Credit: Harry Marshall

A major new research project will investigate how and why groups of animals from the same species fight one another.

By focussing on warlike species – mongooses and termites – researchers aim to understand how evolution can lead to extreme aggression between groups, the consequences of this and the factors that can lead to peace.

The results will help to explain why violence between rival groups evolves in some species but not others, or between some groups and not others – with implications for our understanding of human evolution.

The research team, led by Professor Michael Cant at the University of Exeter, includes the universities of Cambridge, York, Swansea and Bielefeld, Germany, and a field team based in Uganda.

Professor Cant and his team have been awarded a €3 million Advanced Grant by the European Research Council (ERC).

“An outstanding problem in evolutionary biology is to explain how cooperative groups evolve by natural selection,” said Professor Cant, from the Centre for Ecology and Conservation on Exeter’s Penryn Campus in Cornwall.

“Classic research on this question has shown that factors that operate within the group, such as kinship and reciprocity, can select for altruism.

“Yet there is now substantial evidence from humans and other social animals that conflict between groups – or warfare – can also exert a profound influence on social behaviour.

“Intergroup conflict could in principle act as a fundamental moulding force in the evolution of animal societies, shaping not just behaviour but also life history and social organisation, but this idea has not been tested.

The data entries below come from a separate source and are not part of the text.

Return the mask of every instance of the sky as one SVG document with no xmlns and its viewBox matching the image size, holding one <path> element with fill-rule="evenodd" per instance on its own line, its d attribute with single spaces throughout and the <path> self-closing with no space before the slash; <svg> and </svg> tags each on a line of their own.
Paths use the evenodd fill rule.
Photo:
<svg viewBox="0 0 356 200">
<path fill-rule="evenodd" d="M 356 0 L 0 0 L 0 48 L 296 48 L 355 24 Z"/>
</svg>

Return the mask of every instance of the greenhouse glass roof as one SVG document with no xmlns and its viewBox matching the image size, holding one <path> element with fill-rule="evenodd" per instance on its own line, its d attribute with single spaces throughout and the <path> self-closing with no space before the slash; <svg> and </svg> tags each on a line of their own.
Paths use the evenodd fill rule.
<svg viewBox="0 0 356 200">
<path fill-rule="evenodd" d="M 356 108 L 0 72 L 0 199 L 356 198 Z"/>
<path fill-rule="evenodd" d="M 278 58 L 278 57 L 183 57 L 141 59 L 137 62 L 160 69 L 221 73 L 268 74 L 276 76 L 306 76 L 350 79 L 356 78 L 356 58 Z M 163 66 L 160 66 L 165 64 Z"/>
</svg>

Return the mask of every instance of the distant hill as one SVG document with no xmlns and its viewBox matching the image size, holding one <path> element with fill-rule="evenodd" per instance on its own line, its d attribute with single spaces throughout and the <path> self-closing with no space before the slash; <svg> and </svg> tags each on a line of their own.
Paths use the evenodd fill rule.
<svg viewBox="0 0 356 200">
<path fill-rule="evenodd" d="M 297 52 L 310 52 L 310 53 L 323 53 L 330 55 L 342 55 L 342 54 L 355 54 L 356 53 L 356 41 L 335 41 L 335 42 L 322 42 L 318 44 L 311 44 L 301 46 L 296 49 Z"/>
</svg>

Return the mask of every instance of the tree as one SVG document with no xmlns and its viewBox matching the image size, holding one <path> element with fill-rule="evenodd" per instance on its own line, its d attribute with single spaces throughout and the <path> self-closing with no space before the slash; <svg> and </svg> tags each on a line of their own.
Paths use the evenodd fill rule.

“We will test this hypothesis through an integrated theory, field and lab study using two animal societies as model systems.

“The outcome will be a significant advance in our understanding of how social life forms and societies evolve.”

The researchers will study a wild population of banded mongooses in Uganda and a lab population of dampwood termites in Cornwall.

This project, entitled “Intergroup conflict and the evolution of animal societies”, is one of 255 included in new grants awarded by the ERC to outstanding researchers across Europe.

Iliana Ivanova, Commissioner for Innovation, Research, Culture, Education and Youth, said: “These grants will not only support leading researchers in pushing the boundaries of knowledge, but also create some 2,500 jobs for postdoctoral fellows, PhD students and other research staff across Europe.

“This investment nurtures the next generation of brilliant minds.

“I look forward to seeing the resulting breakthroughs and fresh advancements in the years ahead.”